[ANN] RuleMiner.jl - Efficient data mining in Julia

RuleMiner.jl - Data Mining in Julia

Links: GitHub || Docs

RuleMiner is a Julia package for data mining inspired by the arules R package and SPMF Java library.

Data mining is a domain of computer science dedicated to efficiently searching for patterns in datasets. Common data mining techniques include association rule mining, itemset mining, and sequence mining among others. These techniques have applications across diverse disciplines including market basket analysis, computational biology, web traffic analysis, epidemiology, and more.

Design Goals

  1. Provide an ergonomic API that can be used to easily import data, export results, and perform data-mining techniques.

One major headache with mining tools in other languages is their unfriendly output formats that either use custom data structures or print directly into files. Thus, RuleMiner was designed to output directly into a DataFrames.jl DataFrame for better slicing, sorting and general portability.

  1. Optimize the functions for fast execution by utilizing Julia’s parallelization capabilities.

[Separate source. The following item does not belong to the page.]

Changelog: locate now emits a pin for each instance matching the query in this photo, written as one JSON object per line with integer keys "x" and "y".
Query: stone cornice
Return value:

Many of the common C and C++ libraries for data mining are only single-threaded. While they are fast, taking advantage of Julia’s mature parallelization options like Base.Threads can improve performance dramatically.

Future Plans

Future work will include additional algorithms and optimizations. Check the project’s GitHub page for the current roadmap.

12 Likes

RuleMiner.jl 0.1.0 Release Notes

This inaugural release includes:

  • Loading data into Transactions objects with load_transactions
  • The A Priori algorithm for association rule mining
  • The ECLAT algorithm for freqeunt itemset mining

RuleMiner.jl 0.2.0 Release Notes

  • Added FP-Growth algorithm for frequent itemset mining
  • Implemented performance improvements to eclat and apriori
  • Added function to convert DataFrames to Transactions

RuleMiner.jl 0.3.0 Release Notes

  • Added support for four closed itemset mining algorithms:
    • FPClose
    • CHARM
    • LCM
    • CARPENTER
  • Added RecoverClosed algorithm to recover frequent itemsets from closed itemsets
  • Moved from the threads macro to sync/spawn blocks in ECLAT, Apriori, and FP tree creation to better balance the often asymmetric workload across processing cores
  • Added an additional dependency on Combinatorics.jl

RuleMiner.jl 0.4.0 Release Notes

  • Added support for two maximal itemset mining algorithms:
    • FPMax
    • GenMax
  • Reworked internal FP Tree construction to use atomics instead of a lock-based multithreading approach, leading to significant speed gains and lower memory usage for all FP algorithms.
  • Reworked load_transactions to no longer rely on LuxurySparse.jl for COO-CSC sparse conversion and removed that dependency
  • Moved the function to convert a DataFrame into a Transactions object directly into the Transactions struct as a constructor.
  • Completely overhauled documentation and fully documented all public functions and structs.
2 Likes

RuleMiner.jl 0.5.0 Release Notes

  • Minimum supported version of Julia is now 1.10
  • New direct dependency on PrettyTables.jl (though it was already an indirect dependency)
  • Reworked Transactions objects
    • Renamed to Txns. The Transactions label is now an abstract type which will include other, future, transactions-type objects.
    • Moved load_transactions to just being a constructor for the struct
    • Reading files is now ~45% faster and uses ~70% less memory
    • Added validation checks to the constructors with meaningful error messages
    • Added pretty printing through a Base.Show method
    • Added other utility methods, including for:
      • Base.getindex
      • Base.first
      • Base.last
      • Base.length
  • Exposed and documented FPTree objects for the public API
    • FPTree objects can now be created from Txns and assigned to variables outside of FP functions, allowing for re-use.
    • All FP functions (fpgrowth, fpclose, and fpmax) now accept FPTree objects in the data argument. This significantly speeds up execution time if a pre-made tree is provided
    • Added pretty printing through a Base.Show method
  • Added recover_maximal function to recover frequent itemsets from maximal itemsets

Links: Github || Docs

10 Likes

Great work, thanks!

1 Like

Thanks a lot for your contribution! It would be interesting to compare the speed with Christian Borgelt's Web Pages, did you benchmark it?

1 Like

I’m definitely familiar with Dr. Borgelt’s work, though I hadn’t done any testing with the FIM python interface before today.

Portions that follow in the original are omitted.